In the period after the First World War until the global economic crisis of 1929, life was enjoyed to excess, especially in France, conventions were thrown overboard, accompanied by a new way of life that was characterized by the change from the traditional old to the modern new world. In epicentres like Paris, this new attitude found expression in a freer living and pervaded many areas of life, from fashion to music and entertainment to architecture and furnishings.
The term Art Deco is both a style and the term for the era (epoch) from around 1909 to 1939. In the two decades that followed, a lot of furniture was still built in the Art Deco style and designers are still incorporating modern elements into contemporary designs today.
The term goes back to the world exhibition of applied arts and industrial design Exposition Internationale des Arts Decoratifs et Industriels Modernes in Paris in 1925, where the so-called Style Moderne reached its climax. The epoch is therefore often referred to as the beginning of modernity. The abbreviated name Art Deco itself only came about later with the 1966 exhibition Les Annes 25 in the Paris Musee des Arts decoratifs.
A perfect interplay of architecture and interior design was presented at the highest level of design, and various furniture artists such as Jacque-Emilie Ruhlmann furnished top-class pavilions.
It included furniture of classic and timeless elegance made of valuable precious wood veneers such as macassar, rosewood or amboyna root with elaborate high-gloss lacquers as well as chrome-plated and nickel-plated metal parts and exotic materials such as galuchat, shagreen stingray leather or silver and ivory inlays. Elaborately processed and yet simple wall and ceiling lights, and excellent glass work, as well as bronze sculptures of masterful quality were created during this time.
Well-known style-defining designers of this time were big names like: Jacques-Emilie Ruhlmann, Jean Dunand, Jean Royere, Pierre Chareau, Paul Dupre-Lafon, Eileen Grey, Jules Leleu, Christian Krass or Jean-Michel Frank.
It did not take long for this style to spread worldwide and to shape architecture in North America with well-known Art Deco buildings such as the Empire State Building or the Chrysler Building or the Rockefeller Center in Manhattan, New York City.
Also often mentioned in this context is the Style International, which spread internationally and adopted the modern, streamlined principles of Art Deco, with decorative elements increasingly being omitted. This was primarily promoted in the USA by Bauhaus designers such as Walter Gropius and Mies van der Rohe. Influenced by this, modernist furniture was designed in America in the 1930s and 40s, which is also simpler than the Art Deco furniture of the late 1920s.

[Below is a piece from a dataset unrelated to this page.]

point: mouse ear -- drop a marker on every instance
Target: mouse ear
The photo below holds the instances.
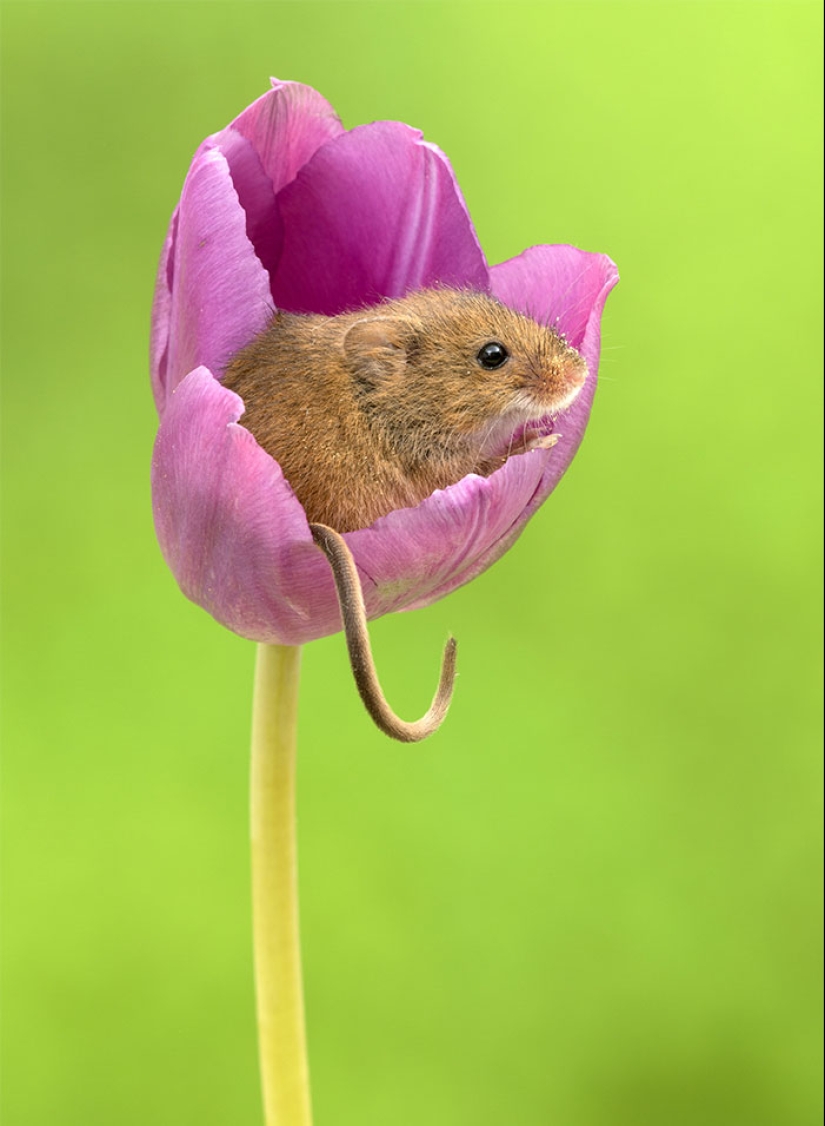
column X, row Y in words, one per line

Art Deco includes curved or geometric and cubist forms, or simplicity and austerity dominate, loosened up by subtle inlays and refined chrome details – always characterized by cool elegance. It also quotes stylistic elements from bygone eras as well as exotic motifs from the colonies of France and England, always style-consciously used in the spirit of modernity.
While the early Art Deco furniture was a bit more curved and influenced by Art Nouveau, the later, so-called modernist furniture is more simple in its design and influenced by Streamline and Bauhaus.
The modern style of Art Deco quickly found its way into hotels, casinos, cinemas, public buildings and exclusive private and business premises.
The outbreak of the Second World War can be seen as the end of the Art Deco era, with it only being rediscovered at the end of the 1960s and still defining the style of modern architecture and interior design today, and it has lost none of its appeal to this day.